Underwater Object Tracking & Extraction using Image Matting

Image matting is a segmentation technique that is used to extract foreground objects from images and videos. Matting considers the alpha α values of pixels to classify them as foreground, background, or mixed pixels. The mixed pixels commonly lie at the boundary of the object that are part of both foreground and background region. The technique uses color and texture information of known foreground and background pixels to find out the alpha value of unknown pixels. The known foreground and background information is provided by the user in the form of a mask known as trimap, that divides image into three regions named as foreground region, background region and unknown region. So, the task of image matting is to find out the alpha value of unknown pixels marked by user, based on the characteristics of known foreground and background pixels.

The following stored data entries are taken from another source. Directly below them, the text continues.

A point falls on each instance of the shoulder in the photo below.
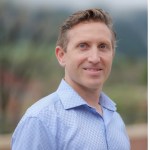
(44, 108)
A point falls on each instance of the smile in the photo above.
(93, 69)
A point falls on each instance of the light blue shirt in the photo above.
(64, 121)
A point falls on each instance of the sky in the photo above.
(78, 4)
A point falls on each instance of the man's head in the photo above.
(90, 15)
(85, 48)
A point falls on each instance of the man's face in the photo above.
(88, 57)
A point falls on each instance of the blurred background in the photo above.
(29, 69)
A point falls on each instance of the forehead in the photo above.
(90, 30)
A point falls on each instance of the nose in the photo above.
(94, 56)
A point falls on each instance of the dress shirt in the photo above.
(64, 121)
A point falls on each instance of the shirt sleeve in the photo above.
(32, 134)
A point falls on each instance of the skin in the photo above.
(87, 60)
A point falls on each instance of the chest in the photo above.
(87, 130)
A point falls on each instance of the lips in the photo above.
(92, 69)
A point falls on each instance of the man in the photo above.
(78, 116)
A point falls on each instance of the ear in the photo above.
(60, 55)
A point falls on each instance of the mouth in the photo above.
(93, 69)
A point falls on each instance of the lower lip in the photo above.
(93, 72)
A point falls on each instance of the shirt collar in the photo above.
(106, 102)
(68, 96)
(71, 99)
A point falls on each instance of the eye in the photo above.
(103, 46)
(83, 46)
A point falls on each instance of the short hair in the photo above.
(89, 15)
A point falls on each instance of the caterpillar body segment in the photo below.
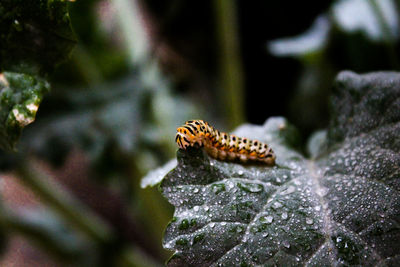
(221, 145)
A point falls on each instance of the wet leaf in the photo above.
(20, 96)
(35, 36)
(340, 208)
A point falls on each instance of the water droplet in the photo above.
(286, 244)
(289, 190)
(268, 219)
(309, 221)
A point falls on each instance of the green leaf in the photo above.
(340, 208)
(35, 36)
(20, 96)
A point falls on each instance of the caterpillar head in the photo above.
(184, 138)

NUST researchers have used image matting technique to acquire objects from underwater images, that is helpful to identify, track and explore marine life. Since different factors are involved to extract objects from deep water images, such as limited visibility, poor contrast, and variational illumination as shown in Figure 1. Therefore, it is a challenge to separate and acquire underwater objects accurately.

Over the years different matting techniques have developed to segment objects from images, however limited accuracy has always been an issue due to low contrast, lack of visibility, color similarity of foreground and background regions, and complex textured background in underwater scene.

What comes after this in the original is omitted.